Mutual Aid

Pyotr Kropotkin

Book cover

I had this on my Kindle as a “backup” book for a while, because it was a free download from Project Gutenberg and I like Kropotkin pretty well (see some reviews I wrote of other books of his). I had chipped away at it piecemeal over time, on flights when I finished whatever other book I was reading and the like, but I recently went ahead and finished it (because I got a bunch of great free John Muir books as my new backups!).

This is an interesting hybrid sort of book. Kropotkin is an anarchist and also a gentleman-scientist, and his goal in this book is to show how “mutual aid” plays an important role, even a pivotal role, in the natural world, in evolution, and among humanity. I think we today are a little more used to this idea, but Kropotkin was writing this book during the heyday of Social Darwinism, so I think it was a bolder statement to contemporaries.

The first few chapters are about mutual aid in the animal world. Elise and I have watched a lot of nature documentaries over the years, and it struck me while reading this that it was probably the late nineteenth-century equivalent of watching a nature documentary–Kropotkin talks in some detail about the social organization of very many different kinds of animals, enough that you start to build a little picture in your head. Another very striking aspect of this for me was how very little was known about the lives of fish and other sea creatures at this time. Kropotkin essentially passes over them by saying that we don’t really know anything about them. That gave me a strong appreciation for Jacques Cousteau, and the very real way in which he opened up an entirely new world for people. A reminder of how lucky we are to be able to watch “Blue Planet” today.

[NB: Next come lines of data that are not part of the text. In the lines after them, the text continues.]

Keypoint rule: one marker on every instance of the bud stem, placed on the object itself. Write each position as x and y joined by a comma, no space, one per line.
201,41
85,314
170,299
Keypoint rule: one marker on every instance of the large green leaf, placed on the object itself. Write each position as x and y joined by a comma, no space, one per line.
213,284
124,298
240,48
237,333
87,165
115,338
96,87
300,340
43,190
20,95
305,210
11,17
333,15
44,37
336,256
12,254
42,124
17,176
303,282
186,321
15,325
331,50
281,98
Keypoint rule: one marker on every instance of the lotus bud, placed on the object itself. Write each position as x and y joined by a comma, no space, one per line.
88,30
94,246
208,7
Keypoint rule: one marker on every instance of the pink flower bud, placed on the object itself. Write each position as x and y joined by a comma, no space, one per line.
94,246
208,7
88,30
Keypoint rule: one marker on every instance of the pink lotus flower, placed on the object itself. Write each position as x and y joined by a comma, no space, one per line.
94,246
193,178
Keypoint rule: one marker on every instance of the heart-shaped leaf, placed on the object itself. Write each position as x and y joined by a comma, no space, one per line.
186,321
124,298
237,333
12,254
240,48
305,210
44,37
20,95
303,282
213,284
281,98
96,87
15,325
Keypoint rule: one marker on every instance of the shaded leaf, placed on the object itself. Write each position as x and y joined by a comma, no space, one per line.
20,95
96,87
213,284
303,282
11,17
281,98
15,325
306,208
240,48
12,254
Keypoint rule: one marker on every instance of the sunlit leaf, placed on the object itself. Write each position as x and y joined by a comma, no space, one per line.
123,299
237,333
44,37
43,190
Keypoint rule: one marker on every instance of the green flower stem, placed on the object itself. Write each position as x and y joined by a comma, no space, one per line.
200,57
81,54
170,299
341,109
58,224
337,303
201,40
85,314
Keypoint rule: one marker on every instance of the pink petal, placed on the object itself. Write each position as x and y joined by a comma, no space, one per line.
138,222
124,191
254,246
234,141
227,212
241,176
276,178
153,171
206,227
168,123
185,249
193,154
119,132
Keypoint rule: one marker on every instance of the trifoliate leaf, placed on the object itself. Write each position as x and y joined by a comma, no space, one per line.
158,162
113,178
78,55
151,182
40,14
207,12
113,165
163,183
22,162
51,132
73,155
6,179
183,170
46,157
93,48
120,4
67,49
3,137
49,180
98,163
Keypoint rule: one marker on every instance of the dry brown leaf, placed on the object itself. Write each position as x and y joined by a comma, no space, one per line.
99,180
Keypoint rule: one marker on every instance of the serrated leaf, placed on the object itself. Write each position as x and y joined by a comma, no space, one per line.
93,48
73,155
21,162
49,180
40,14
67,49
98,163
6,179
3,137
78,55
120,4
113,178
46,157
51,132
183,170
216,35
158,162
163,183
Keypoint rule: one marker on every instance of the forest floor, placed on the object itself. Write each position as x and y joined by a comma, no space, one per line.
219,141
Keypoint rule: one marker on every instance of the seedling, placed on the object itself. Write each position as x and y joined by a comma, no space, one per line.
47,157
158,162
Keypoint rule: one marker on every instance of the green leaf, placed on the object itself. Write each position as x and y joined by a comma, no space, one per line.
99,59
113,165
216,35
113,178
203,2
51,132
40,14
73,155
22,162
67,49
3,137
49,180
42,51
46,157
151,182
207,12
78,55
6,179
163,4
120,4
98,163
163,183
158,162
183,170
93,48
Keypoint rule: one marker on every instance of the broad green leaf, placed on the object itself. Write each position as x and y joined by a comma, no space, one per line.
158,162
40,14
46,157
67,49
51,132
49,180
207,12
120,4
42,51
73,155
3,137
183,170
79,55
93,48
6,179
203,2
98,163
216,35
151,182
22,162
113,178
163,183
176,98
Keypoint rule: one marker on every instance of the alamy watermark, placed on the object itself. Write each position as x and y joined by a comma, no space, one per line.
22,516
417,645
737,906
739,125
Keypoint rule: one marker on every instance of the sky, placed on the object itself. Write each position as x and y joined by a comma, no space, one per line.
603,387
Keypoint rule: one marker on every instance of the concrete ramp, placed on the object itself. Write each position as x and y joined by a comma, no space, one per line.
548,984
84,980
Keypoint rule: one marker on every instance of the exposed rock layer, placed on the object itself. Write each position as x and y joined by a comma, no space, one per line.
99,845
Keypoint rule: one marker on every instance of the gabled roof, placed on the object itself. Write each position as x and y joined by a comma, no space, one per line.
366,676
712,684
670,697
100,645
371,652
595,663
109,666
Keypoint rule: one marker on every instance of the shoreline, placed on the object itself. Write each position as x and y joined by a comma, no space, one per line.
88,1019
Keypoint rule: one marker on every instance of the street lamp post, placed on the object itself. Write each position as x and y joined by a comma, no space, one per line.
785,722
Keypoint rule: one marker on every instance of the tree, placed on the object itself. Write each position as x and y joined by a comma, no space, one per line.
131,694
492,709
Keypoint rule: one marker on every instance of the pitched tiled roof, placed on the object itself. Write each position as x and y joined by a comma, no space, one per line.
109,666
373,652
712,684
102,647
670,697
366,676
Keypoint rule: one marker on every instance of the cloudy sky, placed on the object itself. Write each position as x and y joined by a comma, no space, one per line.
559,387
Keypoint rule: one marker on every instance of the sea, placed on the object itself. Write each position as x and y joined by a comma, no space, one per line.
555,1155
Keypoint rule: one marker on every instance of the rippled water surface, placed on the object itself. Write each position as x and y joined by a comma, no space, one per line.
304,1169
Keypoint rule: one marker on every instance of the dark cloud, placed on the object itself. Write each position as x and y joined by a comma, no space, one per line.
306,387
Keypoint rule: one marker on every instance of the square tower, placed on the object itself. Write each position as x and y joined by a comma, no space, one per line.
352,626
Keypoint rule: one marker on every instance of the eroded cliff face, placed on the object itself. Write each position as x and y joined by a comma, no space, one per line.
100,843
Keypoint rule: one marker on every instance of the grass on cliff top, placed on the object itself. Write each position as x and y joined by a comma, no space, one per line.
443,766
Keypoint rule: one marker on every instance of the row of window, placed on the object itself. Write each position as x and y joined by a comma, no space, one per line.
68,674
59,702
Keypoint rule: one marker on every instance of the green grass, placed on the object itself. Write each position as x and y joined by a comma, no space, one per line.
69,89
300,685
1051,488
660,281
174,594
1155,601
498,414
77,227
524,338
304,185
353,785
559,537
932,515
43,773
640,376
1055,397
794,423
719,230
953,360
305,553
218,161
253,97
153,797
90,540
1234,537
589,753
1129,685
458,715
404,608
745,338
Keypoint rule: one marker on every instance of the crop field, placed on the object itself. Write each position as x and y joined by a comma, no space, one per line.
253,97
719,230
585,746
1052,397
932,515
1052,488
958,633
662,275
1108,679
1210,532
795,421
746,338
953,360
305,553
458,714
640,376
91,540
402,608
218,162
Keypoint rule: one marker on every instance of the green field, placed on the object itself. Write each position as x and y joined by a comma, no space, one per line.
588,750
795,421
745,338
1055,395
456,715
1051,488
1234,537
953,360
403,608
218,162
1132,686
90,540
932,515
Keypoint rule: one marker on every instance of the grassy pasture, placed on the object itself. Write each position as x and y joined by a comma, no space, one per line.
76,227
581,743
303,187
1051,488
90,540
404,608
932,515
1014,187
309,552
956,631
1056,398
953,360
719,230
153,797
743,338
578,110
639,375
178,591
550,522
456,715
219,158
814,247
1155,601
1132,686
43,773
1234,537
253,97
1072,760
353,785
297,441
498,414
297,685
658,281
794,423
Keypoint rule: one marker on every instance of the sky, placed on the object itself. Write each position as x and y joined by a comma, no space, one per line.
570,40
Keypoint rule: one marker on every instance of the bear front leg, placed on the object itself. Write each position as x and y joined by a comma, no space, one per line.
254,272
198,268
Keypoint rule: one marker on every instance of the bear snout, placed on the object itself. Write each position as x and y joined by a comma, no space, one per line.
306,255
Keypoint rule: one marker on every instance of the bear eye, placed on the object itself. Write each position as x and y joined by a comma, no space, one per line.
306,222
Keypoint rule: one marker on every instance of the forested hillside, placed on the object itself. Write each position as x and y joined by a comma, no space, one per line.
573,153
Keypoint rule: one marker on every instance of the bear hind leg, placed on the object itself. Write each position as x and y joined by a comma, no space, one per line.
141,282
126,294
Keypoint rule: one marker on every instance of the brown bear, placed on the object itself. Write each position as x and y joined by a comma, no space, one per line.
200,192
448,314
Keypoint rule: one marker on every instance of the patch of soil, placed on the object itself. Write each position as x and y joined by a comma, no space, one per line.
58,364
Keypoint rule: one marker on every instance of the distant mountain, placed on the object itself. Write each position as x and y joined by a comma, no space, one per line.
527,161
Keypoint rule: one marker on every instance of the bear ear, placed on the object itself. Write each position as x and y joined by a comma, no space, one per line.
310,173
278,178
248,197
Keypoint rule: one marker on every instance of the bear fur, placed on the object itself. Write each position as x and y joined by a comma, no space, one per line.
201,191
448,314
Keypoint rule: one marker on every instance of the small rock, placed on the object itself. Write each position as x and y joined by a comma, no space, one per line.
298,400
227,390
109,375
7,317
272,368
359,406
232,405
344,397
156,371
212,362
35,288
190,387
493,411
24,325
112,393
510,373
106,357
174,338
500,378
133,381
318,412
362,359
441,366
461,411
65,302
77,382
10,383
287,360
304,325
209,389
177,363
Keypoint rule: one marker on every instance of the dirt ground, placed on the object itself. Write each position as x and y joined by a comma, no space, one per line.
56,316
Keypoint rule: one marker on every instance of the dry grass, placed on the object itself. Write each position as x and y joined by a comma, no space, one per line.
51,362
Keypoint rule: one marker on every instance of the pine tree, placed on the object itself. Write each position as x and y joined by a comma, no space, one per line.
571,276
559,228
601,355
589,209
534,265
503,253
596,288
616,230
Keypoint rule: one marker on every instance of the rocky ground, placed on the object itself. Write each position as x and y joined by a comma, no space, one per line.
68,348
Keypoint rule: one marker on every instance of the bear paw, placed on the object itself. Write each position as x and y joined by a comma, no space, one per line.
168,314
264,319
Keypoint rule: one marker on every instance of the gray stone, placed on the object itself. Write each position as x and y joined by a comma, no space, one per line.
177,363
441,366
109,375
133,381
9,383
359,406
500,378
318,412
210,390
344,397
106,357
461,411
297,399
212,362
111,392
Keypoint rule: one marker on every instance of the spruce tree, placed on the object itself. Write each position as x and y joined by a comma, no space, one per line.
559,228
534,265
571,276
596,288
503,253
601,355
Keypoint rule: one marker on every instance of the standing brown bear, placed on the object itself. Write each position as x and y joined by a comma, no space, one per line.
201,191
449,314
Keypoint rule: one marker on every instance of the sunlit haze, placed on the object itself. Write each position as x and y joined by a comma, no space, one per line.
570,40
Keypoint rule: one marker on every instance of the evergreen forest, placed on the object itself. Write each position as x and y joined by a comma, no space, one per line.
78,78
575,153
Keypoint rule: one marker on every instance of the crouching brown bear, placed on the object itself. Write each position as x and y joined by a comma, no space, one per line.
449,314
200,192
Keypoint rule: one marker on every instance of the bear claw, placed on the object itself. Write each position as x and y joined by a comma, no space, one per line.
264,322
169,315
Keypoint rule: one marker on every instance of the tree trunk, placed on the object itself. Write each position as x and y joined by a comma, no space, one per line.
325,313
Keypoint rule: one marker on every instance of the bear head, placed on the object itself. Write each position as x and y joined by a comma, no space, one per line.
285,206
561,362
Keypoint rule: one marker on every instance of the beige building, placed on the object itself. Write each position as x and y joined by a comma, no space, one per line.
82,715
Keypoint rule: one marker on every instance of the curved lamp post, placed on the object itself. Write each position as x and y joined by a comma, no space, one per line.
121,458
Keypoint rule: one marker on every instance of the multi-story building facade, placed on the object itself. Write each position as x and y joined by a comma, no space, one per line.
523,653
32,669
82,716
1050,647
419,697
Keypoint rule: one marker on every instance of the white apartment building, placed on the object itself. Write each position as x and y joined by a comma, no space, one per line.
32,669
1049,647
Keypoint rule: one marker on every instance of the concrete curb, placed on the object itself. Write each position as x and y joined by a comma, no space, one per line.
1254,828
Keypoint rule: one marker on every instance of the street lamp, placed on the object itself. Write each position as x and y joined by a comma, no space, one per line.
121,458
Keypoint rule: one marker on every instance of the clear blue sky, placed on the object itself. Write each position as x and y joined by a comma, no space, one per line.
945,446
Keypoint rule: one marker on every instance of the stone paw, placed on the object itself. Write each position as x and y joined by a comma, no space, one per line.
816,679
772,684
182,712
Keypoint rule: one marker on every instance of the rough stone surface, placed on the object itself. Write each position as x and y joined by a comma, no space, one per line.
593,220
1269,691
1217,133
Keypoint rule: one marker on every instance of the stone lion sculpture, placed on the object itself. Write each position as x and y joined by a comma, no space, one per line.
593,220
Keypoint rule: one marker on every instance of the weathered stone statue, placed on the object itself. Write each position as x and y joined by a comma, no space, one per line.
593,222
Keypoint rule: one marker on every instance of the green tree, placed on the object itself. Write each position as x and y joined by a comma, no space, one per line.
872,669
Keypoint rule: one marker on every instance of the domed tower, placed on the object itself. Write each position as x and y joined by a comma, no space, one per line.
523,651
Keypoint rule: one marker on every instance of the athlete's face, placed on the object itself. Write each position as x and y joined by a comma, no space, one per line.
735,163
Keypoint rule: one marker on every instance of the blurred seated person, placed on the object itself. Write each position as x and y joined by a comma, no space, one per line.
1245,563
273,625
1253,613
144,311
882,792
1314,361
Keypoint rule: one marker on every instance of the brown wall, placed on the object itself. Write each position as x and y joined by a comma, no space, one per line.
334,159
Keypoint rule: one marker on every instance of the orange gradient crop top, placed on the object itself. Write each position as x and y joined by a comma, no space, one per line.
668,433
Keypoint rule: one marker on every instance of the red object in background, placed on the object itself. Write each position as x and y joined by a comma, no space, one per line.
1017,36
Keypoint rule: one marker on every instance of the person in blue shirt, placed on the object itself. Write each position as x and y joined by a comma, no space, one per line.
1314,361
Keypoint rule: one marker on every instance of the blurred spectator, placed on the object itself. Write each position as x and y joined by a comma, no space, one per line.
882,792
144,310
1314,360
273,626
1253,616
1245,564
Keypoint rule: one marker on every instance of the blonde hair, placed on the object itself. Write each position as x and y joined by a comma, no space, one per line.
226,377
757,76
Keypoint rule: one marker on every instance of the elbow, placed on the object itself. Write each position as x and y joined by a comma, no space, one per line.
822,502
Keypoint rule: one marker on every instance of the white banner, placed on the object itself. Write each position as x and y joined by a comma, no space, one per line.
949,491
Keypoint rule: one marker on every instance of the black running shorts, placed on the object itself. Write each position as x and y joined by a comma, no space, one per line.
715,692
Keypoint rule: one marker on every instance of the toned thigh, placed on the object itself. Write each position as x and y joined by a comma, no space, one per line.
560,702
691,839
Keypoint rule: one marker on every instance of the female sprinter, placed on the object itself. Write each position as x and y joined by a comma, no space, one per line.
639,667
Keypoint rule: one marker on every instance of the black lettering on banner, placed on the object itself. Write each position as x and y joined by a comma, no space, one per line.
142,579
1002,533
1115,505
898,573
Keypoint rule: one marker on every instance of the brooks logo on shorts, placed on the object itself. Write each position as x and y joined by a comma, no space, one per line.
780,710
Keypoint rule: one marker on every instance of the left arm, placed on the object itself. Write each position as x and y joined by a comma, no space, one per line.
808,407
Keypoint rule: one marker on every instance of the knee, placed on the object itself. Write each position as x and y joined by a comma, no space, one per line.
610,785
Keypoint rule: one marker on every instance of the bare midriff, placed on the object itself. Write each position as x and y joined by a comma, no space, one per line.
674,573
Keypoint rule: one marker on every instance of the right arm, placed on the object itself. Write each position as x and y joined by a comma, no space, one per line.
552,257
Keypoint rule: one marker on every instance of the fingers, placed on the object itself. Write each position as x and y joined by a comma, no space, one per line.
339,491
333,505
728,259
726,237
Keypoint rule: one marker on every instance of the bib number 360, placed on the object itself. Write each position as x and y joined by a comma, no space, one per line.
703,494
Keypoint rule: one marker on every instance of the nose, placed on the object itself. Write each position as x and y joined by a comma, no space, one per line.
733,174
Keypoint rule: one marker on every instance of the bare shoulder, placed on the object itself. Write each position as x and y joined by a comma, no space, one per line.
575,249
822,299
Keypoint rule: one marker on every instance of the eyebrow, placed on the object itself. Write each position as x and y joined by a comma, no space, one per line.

The rest of the book is about as you’d expect, giving illustrations of cooperation from “savage” societies and modern societies, and talking about ways in which the modern state works against them. One part that was very interesting for me was Kropotkin’s depiction of the medieval European “free city.” He really paints the era of about 1100-1500 as a high point for human societal flourishing, with practices of mutual aid taking their greatest historical extent (basically, extended to the level of the city but not beyond). This interested me because I think the common depiction of this time period is as a dark and backward era preceding the flourishing of the Renaissance. Kropotkin essentially argues that the social practices of the 1100-1500 period were what allowed the Renaissance to occur, but by the time it really hit its stride, it was already starting to be crushed out by the rise of states. This is certainly a heterodox telling, but I am curious how much historical truth there is to it. Kropotkin specifically talks about how the historical narratives that are passed down tend to focus on grand events and in particular conflicts, and generally pass over the lived experience of the common man (which includes a great deal of solidarity and relatively little conflict). I am sure this is true to some extent–and also probably less controversial a statement today than in the late nineteenth century.